# A Median Surprise

### Problem

Let $D,E,F$ be the midpoints of the sides of $\Delta ABC,$ as shown below. Rotate triangles $CDG, AEG, BFG$ $180^{\circ}$ around points $D,E,F,$ respectively, into triangles $BDG_{b}, CEG_{c}, AFG_{a}.$

This procedure creates three congruent triangles: $AGG_{a},$ $BGG_{b},$ and $CGG_{c}.$

### Acknowledgment

I learned of this statement by Lee Sallows and its extension by John Golden (@mathhombre) and Pat Ballew's from their tweets, google+ conversation and Pat's blog.

### Proof

The proof is extremely simple and may be discerned by just viewing of the medians diagram:

Say, $FG$ and $FG_a$ are collinear because the latter is just a reflection of the former in point $F.$

$\angle AG_{a}G=\angle BGF=\angle CGE=\angle CGG_{c}.$ In addition,

\begin{align} \angle GBG_{b} &=\angle GBD+\angle DBG_{b}\\ &=\angle GBC+\angle DCB\\ &= 180^{\circ}-\angle BGC\\ &=\angle BGF. \end{align}

Other angles are treated similarly.

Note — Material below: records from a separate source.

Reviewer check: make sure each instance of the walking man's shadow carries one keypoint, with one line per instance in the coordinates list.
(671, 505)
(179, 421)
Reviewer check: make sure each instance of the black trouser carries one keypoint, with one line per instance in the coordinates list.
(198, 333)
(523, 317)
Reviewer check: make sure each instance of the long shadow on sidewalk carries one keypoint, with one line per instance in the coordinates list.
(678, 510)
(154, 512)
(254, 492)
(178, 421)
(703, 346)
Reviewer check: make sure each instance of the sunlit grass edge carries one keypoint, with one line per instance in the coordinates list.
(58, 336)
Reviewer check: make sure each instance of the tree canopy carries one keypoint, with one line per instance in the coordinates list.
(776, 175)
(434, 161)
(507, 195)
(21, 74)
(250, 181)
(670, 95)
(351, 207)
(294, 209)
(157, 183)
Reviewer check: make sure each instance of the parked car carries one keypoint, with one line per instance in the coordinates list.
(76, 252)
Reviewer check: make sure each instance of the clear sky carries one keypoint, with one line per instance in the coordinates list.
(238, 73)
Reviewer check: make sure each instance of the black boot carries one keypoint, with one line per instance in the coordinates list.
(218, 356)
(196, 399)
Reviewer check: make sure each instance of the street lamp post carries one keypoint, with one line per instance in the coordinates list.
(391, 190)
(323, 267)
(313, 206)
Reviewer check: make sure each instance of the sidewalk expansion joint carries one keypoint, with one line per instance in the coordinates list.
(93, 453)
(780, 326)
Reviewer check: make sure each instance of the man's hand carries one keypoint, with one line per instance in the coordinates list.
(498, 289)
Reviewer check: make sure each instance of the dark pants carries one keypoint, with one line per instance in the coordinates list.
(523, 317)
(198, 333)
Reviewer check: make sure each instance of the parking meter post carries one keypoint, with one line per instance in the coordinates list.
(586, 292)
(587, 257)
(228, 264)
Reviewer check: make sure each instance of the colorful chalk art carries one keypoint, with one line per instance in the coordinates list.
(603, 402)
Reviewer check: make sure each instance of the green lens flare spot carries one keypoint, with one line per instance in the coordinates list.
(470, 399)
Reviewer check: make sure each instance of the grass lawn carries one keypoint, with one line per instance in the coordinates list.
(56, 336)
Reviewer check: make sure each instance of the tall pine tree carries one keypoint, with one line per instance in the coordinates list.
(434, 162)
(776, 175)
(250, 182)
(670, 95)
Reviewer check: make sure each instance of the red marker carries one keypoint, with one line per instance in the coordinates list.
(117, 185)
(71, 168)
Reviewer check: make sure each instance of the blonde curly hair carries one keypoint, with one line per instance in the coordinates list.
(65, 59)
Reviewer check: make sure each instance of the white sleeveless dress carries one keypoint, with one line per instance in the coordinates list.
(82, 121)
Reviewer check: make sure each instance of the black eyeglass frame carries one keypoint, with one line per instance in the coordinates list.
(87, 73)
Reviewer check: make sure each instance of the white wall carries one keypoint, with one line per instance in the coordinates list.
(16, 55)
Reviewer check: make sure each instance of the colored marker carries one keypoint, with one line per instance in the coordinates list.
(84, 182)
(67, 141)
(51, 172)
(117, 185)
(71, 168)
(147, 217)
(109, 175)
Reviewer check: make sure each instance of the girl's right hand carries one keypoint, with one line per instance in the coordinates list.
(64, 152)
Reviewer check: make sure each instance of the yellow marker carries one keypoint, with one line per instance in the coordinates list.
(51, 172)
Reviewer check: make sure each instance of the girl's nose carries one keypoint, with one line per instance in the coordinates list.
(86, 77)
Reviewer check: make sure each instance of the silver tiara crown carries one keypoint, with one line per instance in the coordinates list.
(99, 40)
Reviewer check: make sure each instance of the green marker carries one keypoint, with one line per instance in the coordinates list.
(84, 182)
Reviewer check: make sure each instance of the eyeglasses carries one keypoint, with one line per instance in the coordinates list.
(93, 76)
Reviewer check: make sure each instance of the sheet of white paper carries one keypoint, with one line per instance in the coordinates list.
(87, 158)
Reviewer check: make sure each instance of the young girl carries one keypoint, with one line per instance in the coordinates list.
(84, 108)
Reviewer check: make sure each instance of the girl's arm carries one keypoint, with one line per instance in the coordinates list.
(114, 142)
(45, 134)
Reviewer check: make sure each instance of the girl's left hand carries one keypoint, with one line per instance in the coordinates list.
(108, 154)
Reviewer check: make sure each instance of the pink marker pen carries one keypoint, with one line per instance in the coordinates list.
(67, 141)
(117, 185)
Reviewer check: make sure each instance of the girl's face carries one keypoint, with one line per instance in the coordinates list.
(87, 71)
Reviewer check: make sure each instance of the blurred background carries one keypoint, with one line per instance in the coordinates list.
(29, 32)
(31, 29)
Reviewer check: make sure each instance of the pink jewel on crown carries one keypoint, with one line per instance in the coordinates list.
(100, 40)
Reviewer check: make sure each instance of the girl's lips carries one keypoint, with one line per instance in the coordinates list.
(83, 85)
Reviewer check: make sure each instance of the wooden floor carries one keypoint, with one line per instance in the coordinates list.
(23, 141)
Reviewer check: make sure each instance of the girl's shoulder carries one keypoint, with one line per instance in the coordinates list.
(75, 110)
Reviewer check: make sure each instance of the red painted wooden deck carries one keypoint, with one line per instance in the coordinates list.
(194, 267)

Finally,

$AG_{a} = BG = 2GE = GE+EG_{c}=GG_{c},$

making triangles $BDG_{b}, CEG_{c}, AFG_{a}$ not only similar but in fact congruent.

### Extra

It was observed that if $\Delta ABC$ is equilateral or isosceles, so are the new ones. However, in the later case there is no similarity. I can add that the similarity between triangles $BDG_{b}, CEG_{c}, AFG_{a}$ and $\Delta ABC$ would imply that the latter (and the rest of them) are equilateral. However, John Golden and Pat Ballew made an additional discovery by inquiring of what happens if the same procedure was being applied to the new triangles. Their discovery is that the second generation of the triangles is similar to the original $\Delta ABC.$

This is illustrated in the following diagram:

In the diagram $F$ serves as the center of spiral similarity with coefficient $\frac{1}{3}.$